If you want to see the hopped-up, adrenalin-junkie, exploitation-cinema version of a whiny UF journalism student, check out Kurt Russell crying like a little girl at the end of Death Proof, Quentin Tarantino’s contribution to this year’s Grindhouse. Even with 20 or so minutes restored to a film that originally ran a very jaunty 90 minutes or so in the theaters, I wouldn’t say the new DVD adds much in the way of depth. But then again, the story doesn’t need it.

Despite the purposefully thin B-movie plot line, QT manages to pull off twice what a lot of directors can’t do with ten times the budget — making you care about a cast of characters. In this case, said cast is on their way to a deadly run-in with Russell’s Stuntman Mike and his killer Dodge. Laugh-out loud funny, shocking, and culminating in the best car chase since The French Connection. Very highly recommended except maybe for prudes.

For the folks who prefer a quieter setting.

This sounds lame, but it’s been almost two decades since I went to a library for something other than to check out books. Last night I went to our public library early, about an hour before our LUG meeting (which is hosted there). I fired up Rhythmbox, plugged in some earbuds, and started banging away on the keyboard to the strains of John Williams’ “Superman” soundtrack. Forty minutes later I had the beginnings of a new segment in the Fedora Installation Guide covering alternate installation methods for current Linux users, to answer some enhancement requests received over the last months.

I fear that I may need to try my long-suffering wife’s patience by retreating there on Saturday afternoon to see if this was a fluke. Alternately, I suppose I could try buying a small writing desk for the small guest quarters in our basement.
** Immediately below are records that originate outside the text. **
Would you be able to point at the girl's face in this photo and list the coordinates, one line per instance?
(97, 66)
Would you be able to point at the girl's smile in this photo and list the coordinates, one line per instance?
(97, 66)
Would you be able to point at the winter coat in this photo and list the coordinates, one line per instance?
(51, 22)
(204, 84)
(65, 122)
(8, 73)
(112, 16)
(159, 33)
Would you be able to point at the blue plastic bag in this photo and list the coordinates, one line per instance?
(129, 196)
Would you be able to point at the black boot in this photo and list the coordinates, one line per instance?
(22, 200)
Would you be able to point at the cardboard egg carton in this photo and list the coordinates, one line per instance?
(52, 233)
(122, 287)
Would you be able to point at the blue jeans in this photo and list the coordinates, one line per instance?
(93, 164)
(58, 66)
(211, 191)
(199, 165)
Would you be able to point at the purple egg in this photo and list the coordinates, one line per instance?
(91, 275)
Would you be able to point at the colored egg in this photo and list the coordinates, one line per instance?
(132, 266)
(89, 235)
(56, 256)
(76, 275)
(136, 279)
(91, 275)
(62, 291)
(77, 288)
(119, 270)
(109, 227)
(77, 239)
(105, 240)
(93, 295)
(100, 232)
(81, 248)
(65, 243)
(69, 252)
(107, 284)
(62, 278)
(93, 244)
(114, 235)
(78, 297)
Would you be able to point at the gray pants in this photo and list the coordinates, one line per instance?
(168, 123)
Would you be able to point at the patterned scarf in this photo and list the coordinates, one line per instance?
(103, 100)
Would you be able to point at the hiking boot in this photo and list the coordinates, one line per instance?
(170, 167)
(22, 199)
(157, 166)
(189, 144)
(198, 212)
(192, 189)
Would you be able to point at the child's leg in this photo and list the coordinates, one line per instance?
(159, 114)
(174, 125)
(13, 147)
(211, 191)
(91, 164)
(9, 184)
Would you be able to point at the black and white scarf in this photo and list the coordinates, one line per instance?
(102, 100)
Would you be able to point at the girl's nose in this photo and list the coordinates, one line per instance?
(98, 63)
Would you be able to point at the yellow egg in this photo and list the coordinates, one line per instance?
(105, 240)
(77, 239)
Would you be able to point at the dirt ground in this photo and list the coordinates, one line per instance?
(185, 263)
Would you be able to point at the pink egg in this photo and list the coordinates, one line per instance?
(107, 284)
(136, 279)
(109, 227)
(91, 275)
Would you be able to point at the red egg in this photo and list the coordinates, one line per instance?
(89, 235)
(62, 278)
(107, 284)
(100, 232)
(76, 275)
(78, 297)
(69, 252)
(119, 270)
The added juice of the library is that despite the foot traffic and the mounds of tempting reading materials, there is very little in the way of easy distraction, provided I plant myself at one of the very visible tables on the main floor.

Too much time on my hands?

Speaking of books, I worked on one since this past winter, and it was released just a few short weeks ago. Since both Max and Shashank outed me, I might as well mention it here — Apress’ volume Beginning Fedora: From Novice to Professional. I served as technical reviewer for the book, and I even got my own little “about me” page right after the authors, which I thought was mighty nice. Shashank was great to work with, and I hope his book does well.

The only downside to working on the book was that all the writing for Apress was done in Microsoft Word. I experimented a bit with using the authored content in Fedora’s OpenOffice.org, and had pretty much no problems with the files, but didn’t pester the publishers about it since they were, in fact, paying me for the hassle. On the other hand, it made me much happier to get back to DocBook, where I didn’t have to waste time working around Word’s psychotic pagination.

Release the hounds. Er, notes.

Over the weekend I pulled the wiki beats, did conversions to XML, and sent out strings to our fearless translators for the Fedora 8 Release Notes. We had some very worthwhile contributions from folks (thank you Messrs. Keating, Overholt, Petersen, and Sundaram) that have gone out for translation for test3.

We don’t expect everything to be translated by then, but certainly you should see many languages finished for the final spins. Anything that doesn’t make it into our last push will be included in a Web and package update later.

3 Comments

  1. congrats on the book. that’s great… and fungible!

    i have set up a little doctor’s desk for my studies. i brought my tp600e laptop home and am going to run fedora solely for support of my studies.

    of course now i have to figure out how to get my ndiswrapper setup to play with WPA-PSK.

    oh yeah, and recompile to use the new kernel. forgot about that and wondered for about 2 seconds why there was no wlan0 when i recently pulled down some updates.